Infine, The Chicago 7 Trial è in relazione a molti dei film nominati. Le lotte per i diritti civili, il razzismo, la corruzione della giustizia, negli anni ’60, sono proiettate sul presente. L’elenco delle morti nella guerra del Vietnam, alla fine del nastro, è un colophon per ricordare il dolore che ha lasciato alle spalle.

Quella stessa guerra, dai suoi sequel psichici e fisici, si riflette in Da 5 bloods, il film di Spike Lee che non ha raggiunto la corsa per gli Oscar, anche se ha raggiunto altri premi di sollievo, e che è anche legato a A Night in Miami, Judas and the Black Messiah, The Mother of the Blues e The United States contro Billie Holiday.

Non può essere menzionato in questo account, anche se non è nominato in nessuna delle categorie degli Oscar, a El mauritano. La sofferenza del suo protagonista, un vero personaggio, riempie i confini.
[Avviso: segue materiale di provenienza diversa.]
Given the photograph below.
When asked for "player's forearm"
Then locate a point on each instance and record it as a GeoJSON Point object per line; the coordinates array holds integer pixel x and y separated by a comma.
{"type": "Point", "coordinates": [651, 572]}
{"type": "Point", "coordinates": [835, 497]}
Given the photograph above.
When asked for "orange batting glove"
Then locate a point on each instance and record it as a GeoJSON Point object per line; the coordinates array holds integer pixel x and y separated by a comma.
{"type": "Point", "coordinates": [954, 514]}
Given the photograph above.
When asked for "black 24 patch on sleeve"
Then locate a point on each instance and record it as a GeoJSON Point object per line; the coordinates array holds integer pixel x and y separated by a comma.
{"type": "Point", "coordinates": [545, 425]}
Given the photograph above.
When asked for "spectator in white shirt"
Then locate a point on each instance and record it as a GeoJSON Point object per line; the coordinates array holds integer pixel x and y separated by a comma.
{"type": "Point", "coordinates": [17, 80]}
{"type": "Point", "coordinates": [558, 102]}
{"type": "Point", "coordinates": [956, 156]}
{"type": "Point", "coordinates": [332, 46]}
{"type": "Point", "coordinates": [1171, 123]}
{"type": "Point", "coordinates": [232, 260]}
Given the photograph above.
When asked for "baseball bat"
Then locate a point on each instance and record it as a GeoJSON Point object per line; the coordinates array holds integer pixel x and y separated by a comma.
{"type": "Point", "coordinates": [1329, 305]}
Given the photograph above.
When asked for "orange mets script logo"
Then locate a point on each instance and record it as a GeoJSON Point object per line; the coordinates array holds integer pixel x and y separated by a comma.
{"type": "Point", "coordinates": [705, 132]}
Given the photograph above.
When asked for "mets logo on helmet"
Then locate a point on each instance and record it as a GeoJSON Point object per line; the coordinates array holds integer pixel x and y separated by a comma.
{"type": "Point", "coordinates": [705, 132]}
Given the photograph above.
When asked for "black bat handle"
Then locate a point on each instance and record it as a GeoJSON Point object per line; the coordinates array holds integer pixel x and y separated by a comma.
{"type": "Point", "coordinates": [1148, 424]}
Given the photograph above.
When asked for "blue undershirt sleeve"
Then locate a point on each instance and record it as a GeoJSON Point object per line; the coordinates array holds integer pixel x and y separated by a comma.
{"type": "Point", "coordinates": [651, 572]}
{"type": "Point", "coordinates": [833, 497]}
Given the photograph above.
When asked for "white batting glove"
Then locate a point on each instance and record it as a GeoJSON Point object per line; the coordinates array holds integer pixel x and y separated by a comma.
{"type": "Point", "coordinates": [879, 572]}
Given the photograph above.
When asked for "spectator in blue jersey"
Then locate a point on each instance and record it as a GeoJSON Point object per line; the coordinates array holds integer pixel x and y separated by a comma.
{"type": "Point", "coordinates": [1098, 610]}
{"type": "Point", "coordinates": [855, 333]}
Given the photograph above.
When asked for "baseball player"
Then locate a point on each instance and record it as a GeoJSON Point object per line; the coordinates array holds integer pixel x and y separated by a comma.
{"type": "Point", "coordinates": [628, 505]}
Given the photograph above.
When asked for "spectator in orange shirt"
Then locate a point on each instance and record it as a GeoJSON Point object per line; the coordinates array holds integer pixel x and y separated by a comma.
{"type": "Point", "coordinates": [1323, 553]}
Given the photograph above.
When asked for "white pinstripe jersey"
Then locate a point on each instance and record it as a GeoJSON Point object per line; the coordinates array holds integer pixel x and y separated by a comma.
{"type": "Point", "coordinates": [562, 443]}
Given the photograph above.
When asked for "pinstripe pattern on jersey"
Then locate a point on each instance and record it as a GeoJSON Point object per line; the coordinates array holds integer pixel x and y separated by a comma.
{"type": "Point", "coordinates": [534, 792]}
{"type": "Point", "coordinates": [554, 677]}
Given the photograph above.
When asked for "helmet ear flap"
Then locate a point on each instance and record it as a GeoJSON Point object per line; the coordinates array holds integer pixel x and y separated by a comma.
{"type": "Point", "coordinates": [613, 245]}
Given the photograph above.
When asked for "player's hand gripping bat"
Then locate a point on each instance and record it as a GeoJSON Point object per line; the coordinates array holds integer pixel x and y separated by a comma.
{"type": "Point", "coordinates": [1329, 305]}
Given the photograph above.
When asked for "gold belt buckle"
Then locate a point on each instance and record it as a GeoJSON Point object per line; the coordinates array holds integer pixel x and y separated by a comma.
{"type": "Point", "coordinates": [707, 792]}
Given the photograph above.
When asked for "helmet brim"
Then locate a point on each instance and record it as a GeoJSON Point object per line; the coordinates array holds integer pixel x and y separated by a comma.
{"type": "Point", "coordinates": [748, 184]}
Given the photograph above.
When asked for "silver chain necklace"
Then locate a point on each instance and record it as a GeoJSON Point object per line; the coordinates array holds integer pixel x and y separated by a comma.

Il calvario del dolore di quel prigioniero senza causa è indicibile.

Naturalmente, questa è una lista incompleta di storie di dolore del 2020. Composto dal frammento di produzioni cinematografiche americane che ha favorito l’Hollywood Academy. In quel paese stesso ci sono più esempi che non si sono qualificati in questa élite, né cosa dire nel resto della produzione cinematografica mondiale. Purtroppo, nulla indica che il cinema non ci racconterà più nuove storie di dolore quest’anno e quelle che seguono, perché è ancora lì, inchiodato alla realtà, e si espande come un virus.